Over 60% of American households are unable to afford even a $1,000 emergency expense. That means that many federal employees are likely facing severe financial difficulty right now. That’s compounded by not being able to take up outside employment. While it’s too late now to try to build up an emergency fund, those employees may want to start thinking about putting aside some money in the future.
The Steps to Take to Build Up an Emergency Fund
Building up an emergency fund requires no more skill than simple accounting, but it does require discipline. All you have to do is make sure that the amount of money you take in is more than the amount you spend. Here’s how to do that.
1. Figure Out How Much Money You Make
This one should be relatively easy. Most people who receive a regular paycheck get a pay stub that shows them how much money they make each pay period, how much is deducted for taxes, Social Security, retirement, etc. That makes it easy to figure out how much money you make per month.
2. Figure Out How Much You Spend
Many people don’t keep track of their spending and would likely be shocked at how much they spend. They may know the size of their credit card bill, but most credit card billing periods begin and end mid-month, making it difficult to compare spending against income.
Here’s where it can help to keep a spreadsheet of all the things you spend money on. All credit card and check payments can go into the spreadsheet, while cash transactions can either be booked as a one-time spend when you take money out of the ATM or listed individually along with your other payments. Keep a log for a few months so that you get a good idea of how much you regularly spend each month.
3. Identify What You Can Cut
Once you have an idea of how much you spend, identify what you really need. Can you cut out that daily coffee at Starbucks? How about making a sandwich every day and taking it to work instead of buying one at the cafeteria? And do you really need a subscription to Netflix, Hulu, and cable TV? Once you begin to identify areas to cut back it can be much easier to start saving.
4. Force Yourself to Save
Money that you never see will never be missed. That’s the theory behind paycheck deductions for 401(k) and IRA accounts, and it can work for your emergency fund too. If you’ve identified that you can save 5%, 10%, or 15% of your paycheck, have your direct deposit split between two separate accounts. It can be helpful to have them at two different institutions too so that you’re not tempted to draw on your emergency savings too soon.

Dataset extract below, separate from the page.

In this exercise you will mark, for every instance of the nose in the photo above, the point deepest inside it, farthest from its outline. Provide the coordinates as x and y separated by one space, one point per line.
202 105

You won’t miss the money because it was never in your checking account to begin with. And before you know it you’ll have a nice little emergency nest egg built up. The general rule of thumb is that you want to have at least 3-6 months worth of expenses saved up. So if you spend $3,000 a month, you’ll want to have $9,000-18,000 of money in the bank. That would certainly help those furloughed federal employees, although given how long the shutdown might still last, even three months of savings might not be enough.
5. Invest Excess Savings
Of course cash isn’t a great investment most of the time, as it loses value to inflation and doesn’t offer any return. So once you find yourself with that six-month nest egg of savings, any excess funds that you accrue you’ll want to invest for the future.
Hopefully you’re already putting money away for your retirement, so these extra funds will be gravy on top of your existing accounts. Whether you decide to invest in stocks, government bonds, or countercyclical assets such as gold, the discipline you instill in yourself by saving and investing should stand you in good stead through the rest of your career and into retirement.